11.7.03

Grandes Mistérios (continuação). Eis uma hipótese de solução para o Mistério de ontem. O ciclismo sempre foi - e continua no essencial a ser - um desporto rural. A grande maioria das competições velocipédicas encontra-se associada a festividades e comemorações locais ou regionais, que culminam todos os anos numa Volta ao país que materializa simbolicamente a unidade nacional num circuito pelas suas estradas. Em muitas localidades que as voltas atravessam, a passagem dos ciclistas é o acontecimento do ano.

Os grandes ciclistas de todos os tempos, desde Robic, que, consolado pelos repórteres, chorava perante as câmaras de televisão como um bébé quando não conseguia ganhar, até Joaquim Agostinho, o camponês de Brejenjas, são iniludivelmente homens do campo. Se não erro, hoje continuam a sê-lo.

Apesar de participar do movimento geral da globalização mediática, o ciclismo continua a ser relativamente mais popular nos campos do que nas cidades. Deve ser por isso que entre os patrocinadores se destacam, por exemplo, fabricantes de pesticidas ou de rações para animais. No ciclismo contemporâneo, os campos continuam a cercar as cidades.

As próprias virtudes do ciclismo – a persistência, a capacidade de sofrimento, a resignação, o serviço (ao líder da equipa), a lealdade, a coragem – remetem para um mundo ancestral e genuíno que sobrevive através deste desporto.

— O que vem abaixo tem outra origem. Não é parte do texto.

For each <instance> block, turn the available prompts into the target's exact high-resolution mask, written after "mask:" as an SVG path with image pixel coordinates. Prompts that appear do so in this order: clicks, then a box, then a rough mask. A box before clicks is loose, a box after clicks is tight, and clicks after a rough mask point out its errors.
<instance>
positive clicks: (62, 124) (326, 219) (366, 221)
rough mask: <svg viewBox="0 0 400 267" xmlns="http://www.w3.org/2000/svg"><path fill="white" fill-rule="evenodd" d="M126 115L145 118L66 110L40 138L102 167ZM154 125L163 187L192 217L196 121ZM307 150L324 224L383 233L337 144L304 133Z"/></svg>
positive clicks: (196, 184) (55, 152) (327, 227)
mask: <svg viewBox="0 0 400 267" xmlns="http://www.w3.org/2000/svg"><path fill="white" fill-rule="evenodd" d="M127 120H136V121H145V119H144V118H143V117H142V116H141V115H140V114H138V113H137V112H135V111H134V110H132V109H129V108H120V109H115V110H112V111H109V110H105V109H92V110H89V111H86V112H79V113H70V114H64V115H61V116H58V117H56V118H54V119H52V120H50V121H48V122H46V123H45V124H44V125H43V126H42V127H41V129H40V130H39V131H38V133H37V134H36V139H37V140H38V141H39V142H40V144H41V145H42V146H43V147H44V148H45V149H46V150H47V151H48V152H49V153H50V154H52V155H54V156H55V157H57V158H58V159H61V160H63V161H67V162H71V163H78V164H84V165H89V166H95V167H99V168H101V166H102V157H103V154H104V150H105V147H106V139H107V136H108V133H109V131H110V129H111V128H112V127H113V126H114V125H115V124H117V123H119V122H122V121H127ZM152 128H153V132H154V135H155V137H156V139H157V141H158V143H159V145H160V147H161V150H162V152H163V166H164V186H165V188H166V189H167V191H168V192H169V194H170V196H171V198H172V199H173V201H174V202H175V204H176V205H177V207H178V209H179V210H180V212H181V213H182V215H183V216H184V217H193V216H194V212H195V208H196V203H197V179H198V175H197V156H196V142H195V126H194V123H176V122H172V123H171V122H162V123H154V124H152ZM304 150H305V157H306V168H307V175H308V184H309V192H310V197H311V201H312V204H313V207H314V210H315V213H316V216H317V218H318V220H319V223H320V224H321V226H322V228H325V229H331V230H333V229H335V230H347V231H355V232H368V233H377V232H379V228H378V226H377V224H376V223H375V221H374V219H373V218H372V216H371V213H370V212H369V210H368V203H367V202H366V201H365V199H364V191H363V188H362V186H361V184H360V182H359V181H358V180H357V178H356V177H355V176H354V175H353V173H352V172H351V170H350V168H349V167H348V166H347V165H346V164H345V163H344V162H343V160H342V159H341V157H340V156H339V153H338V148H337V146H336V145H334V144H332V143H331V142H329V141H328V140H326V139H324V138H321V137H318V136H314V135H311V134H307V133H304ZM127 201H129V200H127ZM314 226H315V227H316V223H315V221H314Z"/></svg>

Acontece que a crescente população negra europeia é esmagadoramente urbana, não rural. Como tal, mobiliza-se em torno de desportos como o futebol, o basquete ou o atletismo, os quais não podem ser praticados sem equipamentos que só existem em aglomerados populacionais de alguma dimensão. O mundo do ciclismo não exerce sobre ela o mesmo fascínio, porque não tem raízes nesses campos que os ciclistas todos os anos cruzam a alta velocidade.